Along with Korea, three other nations, Japan, India and Germany, were proposed as possible new members.
“The Five Eyes is an extremely exclusive intelligence alliance. The joining of three Asian nations would mean the alliance’s bigger presence in the Indo-Pacific region where the US is uniting allies to counter China’s growing power,” said Park Won-gon, a professor of North Korean studies at Ewha Womans University.
“For Korea, it is absolutely an opportunity to have access to high-quality intelligence. But that would come with sizeable costs, especially in its relations with China.”
Flags of Five Eyes members (123rf)
The US-led Five Eyes started in 1946 during the Cold War as a mechanism for monitoring the Soviet Union and sharing classified intelligence. Since then, it has evolved into a more extensive alliance that transcends security and business spheres, with a majority of intelligence coming from Washington.

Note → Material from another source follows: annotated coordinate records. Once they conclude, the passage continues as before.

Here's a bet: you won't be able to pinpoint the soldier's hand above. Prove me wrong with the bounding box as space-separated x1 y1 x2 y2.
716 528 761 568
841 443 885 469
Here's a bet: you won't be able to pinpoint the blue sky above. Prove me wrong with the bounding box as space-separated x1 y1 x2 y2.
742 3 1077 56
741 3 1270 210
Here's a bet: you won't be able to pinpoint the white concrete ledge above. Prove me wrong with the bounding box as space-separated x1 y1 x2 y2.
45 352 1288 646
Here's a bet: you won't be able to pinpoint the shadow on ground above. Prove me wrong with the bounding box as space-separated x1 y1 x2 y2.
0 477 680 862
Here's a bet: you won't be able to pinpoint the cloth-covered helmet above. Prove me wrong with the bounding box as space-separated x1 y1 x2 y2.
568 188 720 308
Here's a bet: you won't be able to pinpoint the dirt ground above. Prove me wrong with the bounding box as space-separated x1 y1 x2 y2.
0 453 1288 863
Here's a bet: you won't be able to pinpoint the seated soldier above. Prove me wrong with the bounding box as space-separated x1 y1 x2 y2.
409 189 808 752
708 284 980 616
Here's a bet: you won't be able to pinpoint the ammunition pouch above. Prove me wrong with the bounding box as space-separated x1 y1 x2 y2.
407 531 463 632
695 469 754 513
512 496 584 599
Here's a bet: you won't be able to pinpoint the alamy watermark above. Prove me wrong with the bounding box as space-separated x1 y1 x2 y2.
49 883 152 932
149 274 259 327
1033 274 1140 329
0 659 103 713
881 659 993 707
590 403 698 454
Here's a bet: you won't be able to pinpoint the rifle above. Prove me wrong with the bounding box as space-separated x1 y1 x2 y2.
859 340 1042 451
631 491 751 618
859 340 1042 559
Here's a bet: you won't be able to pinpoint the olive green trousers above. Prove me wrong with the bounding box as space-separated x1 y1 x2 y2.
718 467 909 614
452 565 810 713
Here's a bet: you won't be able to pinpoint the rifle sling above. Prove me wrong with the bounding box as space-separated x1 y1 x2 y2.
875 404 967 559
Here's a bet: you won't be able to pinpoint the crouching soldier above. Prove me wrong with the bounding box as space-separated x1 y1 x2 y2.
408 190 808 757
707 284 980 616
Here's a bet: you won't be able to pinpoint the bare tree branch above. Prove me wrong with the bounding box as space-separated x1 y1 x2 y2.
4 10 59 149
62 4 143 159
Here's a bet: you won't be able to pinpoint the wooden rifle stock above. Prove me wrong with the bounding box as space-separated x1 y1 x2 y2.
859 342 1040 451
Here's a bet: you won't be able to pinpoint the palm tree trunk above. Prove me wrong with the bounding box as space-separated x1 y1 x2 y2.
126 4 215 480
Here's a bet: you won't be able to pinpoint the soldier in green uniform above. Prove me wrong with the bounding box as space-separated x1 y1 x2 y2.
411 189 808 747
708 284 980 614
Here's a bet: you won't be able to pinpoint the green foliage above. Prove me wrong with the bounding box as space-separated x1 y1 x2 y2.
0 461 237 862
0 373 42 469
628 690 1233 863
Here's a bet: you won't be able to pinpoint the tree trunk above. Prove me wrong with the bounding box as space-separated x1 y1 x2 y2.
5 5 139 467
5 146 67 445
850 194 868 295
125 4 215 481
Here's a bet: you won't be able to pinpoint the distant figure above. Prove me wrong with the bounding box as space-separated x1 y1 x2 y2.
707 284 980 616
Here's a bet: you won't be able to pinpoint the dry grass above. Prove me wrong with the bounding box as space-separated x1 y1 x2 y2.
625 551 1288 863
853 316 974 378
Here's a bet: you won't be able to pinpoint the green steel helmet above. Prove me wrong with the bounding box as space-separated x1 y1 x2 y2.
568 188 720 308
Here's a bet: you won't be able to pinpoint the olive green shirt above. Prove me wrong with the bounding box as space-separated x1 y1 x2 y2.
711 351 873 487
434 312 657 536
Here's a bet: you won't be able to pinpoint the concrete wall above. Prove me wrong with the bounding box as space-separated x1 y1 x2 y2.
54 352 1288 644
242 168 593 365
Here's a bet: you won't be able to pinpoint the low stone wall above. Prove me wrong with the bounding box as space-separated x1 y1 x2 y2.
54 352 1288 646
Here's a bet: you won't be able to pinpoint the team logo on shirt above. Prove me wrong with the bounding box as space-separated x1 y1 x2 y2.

Korea and the US have also long shared classified intelligence but mostly on North Korea’s military and nuclear activities. Under the Five Eyes program, Korea is expected to have greater access to a much wider scope of intelligence on international affairs.
The issue is that now the unstated priority of the decades-old alliance is countering China’s influence and Korea is likely to face renewed pressure to choose between its biggest ally, the US, and its biggest trading partner, China.
In May 2020, the Five Eyes alliance agreed to expand its role in presenting a unified voice on human rights and democracy as well, voicing concerns on issues like China’s territorial claims over the South China Sea and suppression of democracy in Hong Kong. China has vehemently protested against the allegations.
Even the current arrangement has struggled with members’ varying interests depending on their ties with the Chinese economy. At the time, New Zealand opted out of countering China, while Australia was slapped with a series of trade sanctions from China.
“It remains to be seen whether Korea will join the Five Eyes considering multiple factors like consensus among member nations and the willingness of the Korean government,” Park said.
“What’s clear is the Biden administration’s foreign policy is pivoting to the Indo-Pacific following its exit from Afghanistan. More invitations that require Korea’s tough decisions are likely to come in the future.”
The US draft bill will be reviewed at House and Senate subcommittees to be included in the final bill, with the deadline set for May 22 next year. The US government will make its final decision after consultations with current and future member nations.
The Korean government has not yet expressed its official stance on the issue, citing the still nascent phase of discussions in the US.
Early this year, there was speculation that Korea was mulling its entry into the Quad, an informal regional grouping of the US, Japan, India and Australia that discusses economic and security partnership and aims to bolster their ties against a more assertive China.
In the summit talks with President Joe Biden in May, President Moon Jae-in said the nation was willing to join any “open and inclusive” regional alliances, including the Quad, if necessary.